Josheff mentioned “the chorus of lost souls, the damned, dancers from Huckabay Dance Company, Jenny McAllister—a wonderful collaboration!—who provide commentary through movement across the stage, with a lot of sensuality. The damned are Hell’s Wind’s flock of sheep; there’s something pastoral about his attitude toward this suffering under his thumb. Francesca is passionate, spiky, rebelling against fate, and remains alone on stage for her final aria when everyone else drifts off with the damned.”
Josheff concluded, “This is the first part of the work; there’s going to be the Ninth Circle, with the sufferings of Francesca’s husband, Paolo’s brother—she was betrayed, seduced by proxy—in a lake of ice, a sense of contrast. But this is the culminating moment in Jaime’s and my collaboration. We worked hard to get here. And it opens the door to other large-scale works.”

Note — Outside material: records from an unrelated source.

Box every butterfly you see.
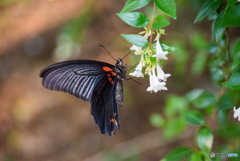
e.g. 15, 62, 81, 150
40, 49, 129, 136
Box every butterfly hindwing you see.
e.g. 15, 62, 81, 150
90, 72, 120, 136
40, 60, 114, 101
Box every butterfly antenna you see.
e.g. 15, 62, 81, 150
99, 45, 117, 61
122, 50, 132, 59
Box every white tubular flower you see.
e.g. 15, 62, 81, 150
147, 69, 167, 93
130, 45, 142, 54
129, 60, 144, 78
152, 38, 168, 60
157, 64, 171, 82
233, 107, 240, 121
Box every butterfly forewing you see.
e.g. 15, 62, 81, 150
40, 60, 123, 136
40, 60, 114, 101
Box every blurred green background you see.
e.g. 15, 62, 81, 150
0, 0, 240, 161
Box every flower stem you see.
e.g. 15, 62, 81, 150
150, 2, 155, 46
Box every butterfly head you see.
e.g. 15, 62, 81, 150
116, 58, 123, 65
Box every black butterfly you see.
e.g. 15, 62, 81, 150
40, 54, 128, 136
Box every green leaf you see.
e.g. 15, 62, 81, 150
193, 91, 215, 108
191, 50, 208, 76
225, 0, 237, 10
194, 0, 222, 23
152, 15, 170, 30
222, 4, 240, 27
233, 39, 240, 67
209, 55, 226, 67
117, 12, 149, 28
214, 10, 226, 42
197, 126, 213, 155
210, 67, 225, 81
183, 111, 205, 125
218, 110, 228, 129
190, 33, 208, 50
207, 42, 220, 54
154, 0, 177, 19
222, 67, 240, 90
188, 152, 203, 161
186, 89, 204, 102
121, 34, 149, 47
150, 114, 165, 127
161, 147, 193, 161
121, 0, 151, 13
216, 95, 233, 110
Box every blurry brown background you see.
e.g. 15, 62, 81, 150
0, 0, 238, 161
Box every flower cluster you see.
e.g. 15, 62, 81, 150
233, 107, 240, 121
129, 36, 171, 93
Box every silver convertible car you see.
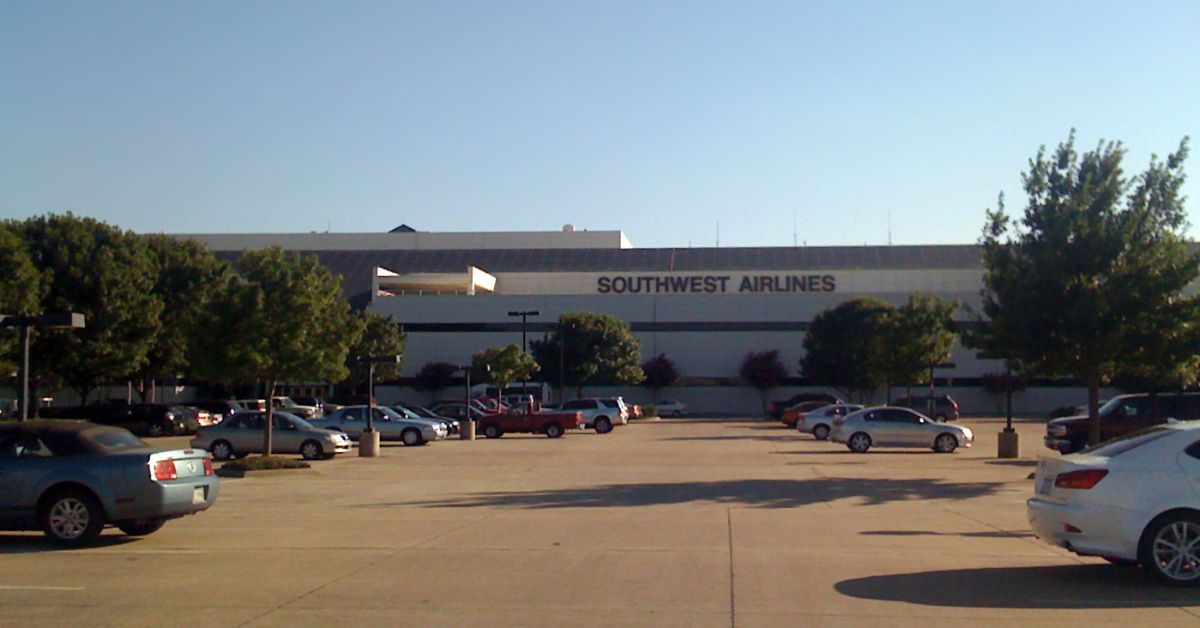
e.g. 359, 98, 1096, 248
192, 411, 350, 460
0, 420, 220, 545
830, 406, 974, 454
312, 406, 449, 445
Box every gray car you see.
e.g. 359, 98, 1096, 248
0, 420, 220, 545
312, 406, 449, 447
192, 412, 352, 460
830, 406, 974, 454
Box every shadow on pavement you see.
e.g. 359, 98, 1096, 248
834, 564, 1195, 609
381, 478, 1004, 509
859, 530, 1033, 539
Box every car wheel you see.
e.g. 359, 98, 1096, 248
209, 441, 233, 460
1138, 510, 1200, 586
116, 519, 166, 537
41, 489, 104, 545
300, 441, 325, 460
400, 427, 425, 447
846, 432, 871, 454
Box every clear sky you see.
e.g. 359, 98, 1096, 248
0, 0, 1200, 246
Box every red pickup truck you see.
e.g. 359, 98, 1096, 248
478, 407, 583, 438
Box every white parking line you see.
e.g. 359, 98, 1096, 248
0, 585, 84, 591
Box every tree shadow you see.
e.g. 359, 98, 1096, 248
834, 564, 1195, 609
0, 533, 138, 555
364, 478, 1004, 509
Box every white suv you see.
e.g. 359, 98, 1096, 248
559, 397, 629, 433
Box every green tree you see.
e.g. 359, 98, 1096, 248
800, 297, 897, 399
877, 294, 959, 401
738, 349, 787, 412
472, 345, 538, 389
413, 361, 460, 397
199, 247, 362, 455
134, 234, 233, 400
346, 310, 408, 393
0, 223, 44, 378
642, 353, 679, 402
529, 312, 643, 396
971, 131, 1200, 443
20, 214, 162, 400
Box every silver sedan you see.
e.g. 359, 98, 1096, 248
304, 406, 449, 447
832, 406, 974, 454
192, 412, 352, 460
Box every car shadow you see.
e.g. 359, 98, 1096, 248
0, 533, 138, 555
362, 478, 1006, 509
859, 530, 1033, 539
834, 564, 1195, 609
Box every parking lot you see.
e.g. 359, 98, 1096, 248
0, 419, 1200, 627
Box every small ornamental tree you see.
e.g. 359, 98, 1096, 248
193, 246, 361, 455
642, 353, 679, 403
472, 345, 538, 390
413, 361, 458, 399
0, 223, 44, 377
529, 312, 644, 396
800, 297, 895, 399
738, 349, 787, 412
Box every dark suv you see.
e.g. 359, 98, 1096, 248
889, 395, 959, 421
1045, 393, 1200, 454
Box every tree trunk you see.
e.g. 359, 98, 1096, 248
263, 379, 275, 456
1087, 373, 1100, 445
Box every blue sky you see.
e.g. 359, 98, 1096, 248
0, 0, 1200, 246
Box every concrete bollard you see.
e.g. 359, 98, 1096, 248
359, 430, 379, 457
996, 427, 1021, 457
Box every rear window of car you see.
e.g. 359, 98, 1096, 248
1082, 426, 1175, 457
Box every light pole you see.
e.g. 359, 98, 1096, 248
502, 310, 541, 395
0, 312, 88, 420
353, 355, 401, 457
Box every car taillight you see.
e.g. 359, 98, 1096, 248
1054, 468, 1109, 490
150, 457, 178, 482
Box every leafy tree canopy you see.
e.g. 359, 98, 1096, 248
529, 312, 643, 393
971, 131, 1200, 442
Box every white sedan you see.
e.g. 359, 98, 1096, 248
830, 406, 974, 454
796, 403, 863, 441
1026, 423, 1200, 586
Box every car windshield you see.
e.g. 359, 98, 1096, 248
1082, 425, 1175, 457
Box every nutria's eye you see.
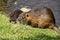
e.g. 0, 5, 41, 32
26, 15, 29, 17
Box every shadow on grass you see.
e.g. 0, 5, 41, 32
24, 34, 60, 40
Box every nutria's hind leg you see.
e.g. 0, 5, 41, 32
49, 25, 60, 34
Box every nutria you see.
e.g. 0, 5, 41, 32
17, 7, 60, 33
9, 10, 22, 22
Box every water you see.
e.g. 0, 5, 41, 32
7, 0, 60, 26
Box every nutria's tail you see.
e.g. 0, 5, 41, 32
53, 27, 60, 34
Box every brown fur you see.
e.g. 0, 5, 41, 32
17, 7, 60, 32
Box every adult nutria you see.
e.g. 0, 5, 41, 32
9, 10, 22, 22
17, 7, 60, 33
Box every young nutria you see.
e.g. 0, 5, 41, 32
9, 10, 22, 22
17, 7, 60, 33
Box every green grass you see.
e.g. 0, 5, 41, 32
0, 12, 60, 40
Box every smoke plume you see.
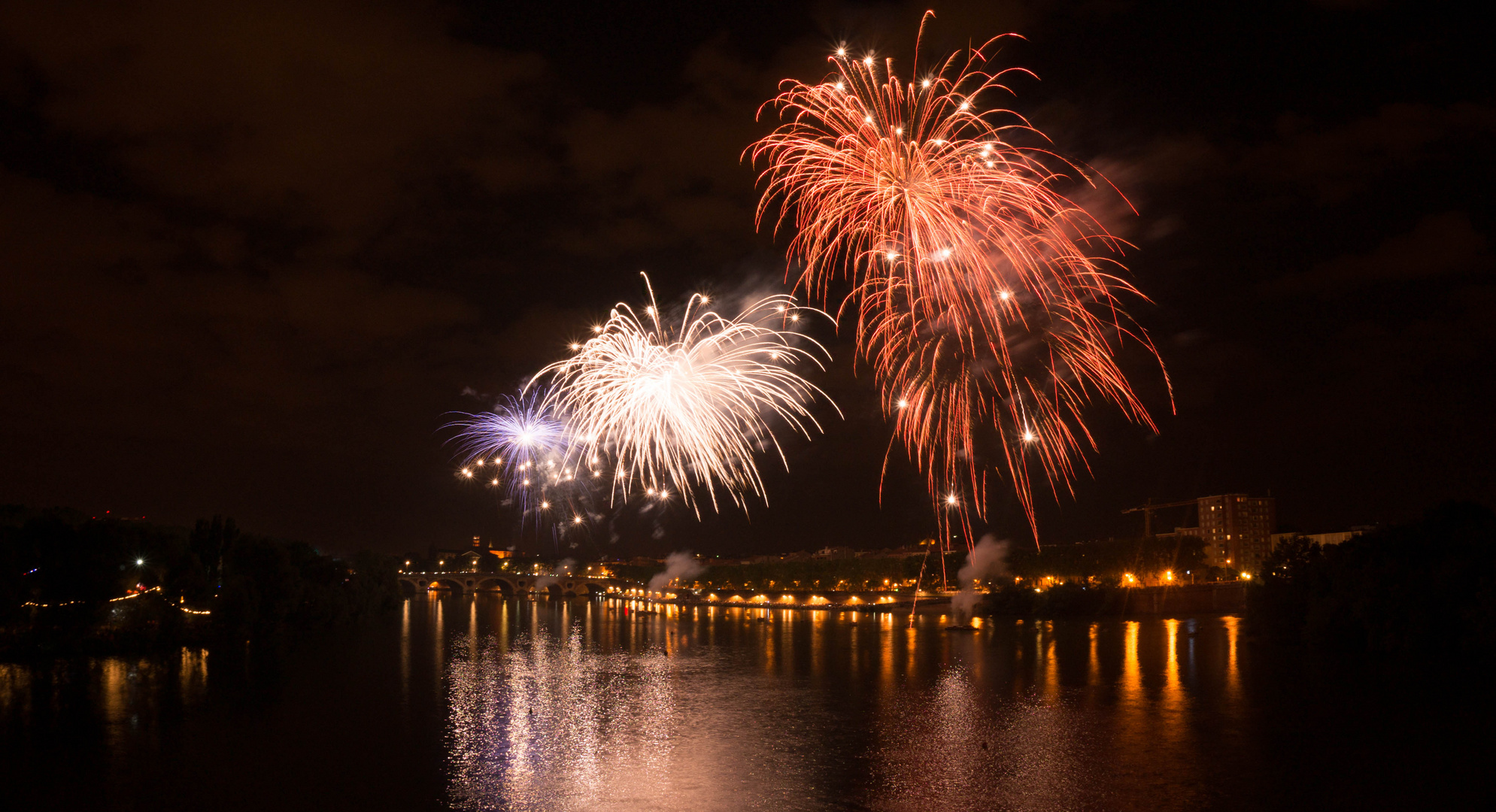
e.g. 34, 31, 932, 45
536, 558, 576, 592
649, 550, 706, 591
950, 534, 1009, 623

INFERNO, SECOND CIRCLE OF HELL
8 p.m. Wednesday and Thursday, June 17 and 18; 5 p.m. Sunday, June 21 at Live Oak Theater. Part of San Francisco Cabaret Opera’s Weekends in Hell, which also features Zachary Watkins’ No Exit, from the play by Jean-Paul Sartre, and Gian-Carlo Menotti’s The Old Man and the Thief, A Grotesque Opera in 14 Scenes.